At the age of sixteen, he became interested in advanced mathematics through reading the classic book by Walther Nernst and Arthur Schönflies Einführung in die Mathematische Behandlung der Naturwissenschaften Ⓣ (1895) and the same two authors' book Kurzgefasstes Lehrbuch Der Differential Und Integralrechnung Ⓣ (1895). Concerning this last book he remarked (in 1963):-
It presents differential calculus and the beginnings of integral calculus, also some considerations about multiple integrals and such things, with specific application to scientific problems. ... I could not read it all at once; at first I read only the first few chapters, then stopped, but later I read on further. It thus took me several years to read completely, up to the first year of my university studies.Among other mathematics books he read while at the Gymnasium, we mention Konrad Knopp's Funktionentheorie Ⓣ (1913).
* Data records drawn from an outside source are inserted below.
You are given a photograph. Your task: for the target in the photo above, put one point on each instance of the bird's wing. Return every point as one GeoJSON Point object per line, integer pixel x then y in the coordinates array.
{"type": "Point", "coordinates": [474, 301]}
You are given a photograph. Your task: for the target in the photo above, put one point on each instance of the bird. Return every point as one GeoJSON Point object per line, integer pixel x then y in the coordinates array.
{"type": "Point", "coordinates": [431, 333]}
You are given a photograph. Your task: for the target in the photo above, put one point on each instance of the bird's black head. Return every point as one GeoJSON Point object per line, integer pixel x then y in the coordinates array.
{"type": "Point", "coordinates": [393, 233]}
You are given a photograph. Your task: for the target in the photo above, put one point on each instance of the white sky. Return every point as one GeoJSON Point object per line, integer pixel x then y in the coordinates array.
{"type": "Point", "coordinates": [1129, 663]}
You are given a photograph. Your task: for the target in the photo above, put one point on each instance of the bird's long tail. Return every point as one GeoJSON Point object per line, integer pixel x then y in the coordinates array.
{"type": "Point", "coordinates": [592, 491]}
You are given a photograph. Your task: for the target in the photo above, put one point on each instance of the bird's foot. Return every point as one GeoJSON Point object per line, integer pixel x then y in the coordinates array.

Against his father's wishes, after Jordan graduated from the Gymnasium in 1921, he entered the Hanover Technische Hochschule in the summer of that year to study mathematics and physics. His father had pressed him hard to study architecture but Jordan resisted and followed his own wishes. The teaching of physics at the Technische Hochschule disappointed Jordan and he studied mostly mathematics taking courses on differential equations, methods of integration, and algebra. He also attended an electrical engineering course, a physical chemistry course and zoology courses. Since the physics teaching was not up to the standard he hoped for, he left the Technische Hochschule and enrolled at the University of Göttingen in the summer of 1922. His father still pressed for Jordan to remain at the Technische Hochschule and study architecture there but Jordan's mother persuaded her husband to relent and accept that their son would study physics. However, when Jordan began studying at Göttingen he discovered that the physics lectures were all before 9 o'clock in the morning. This was not to his liking since he had developed the habit of going to bed late and rising late in the mornings, so again Jordan took mainly mathematics courses. In particular he enrolled in Richard Courant's differential equations course and Courant quickly realised that he had an exceptionally talented student. He helped Courant with the writing of Courant and Hilbert's Methoden der mathematischen Physik Ⓣ (1924). The two would meet daily to discuss problems and Courant expressed his thanks to Jordan in the Foreword of the book.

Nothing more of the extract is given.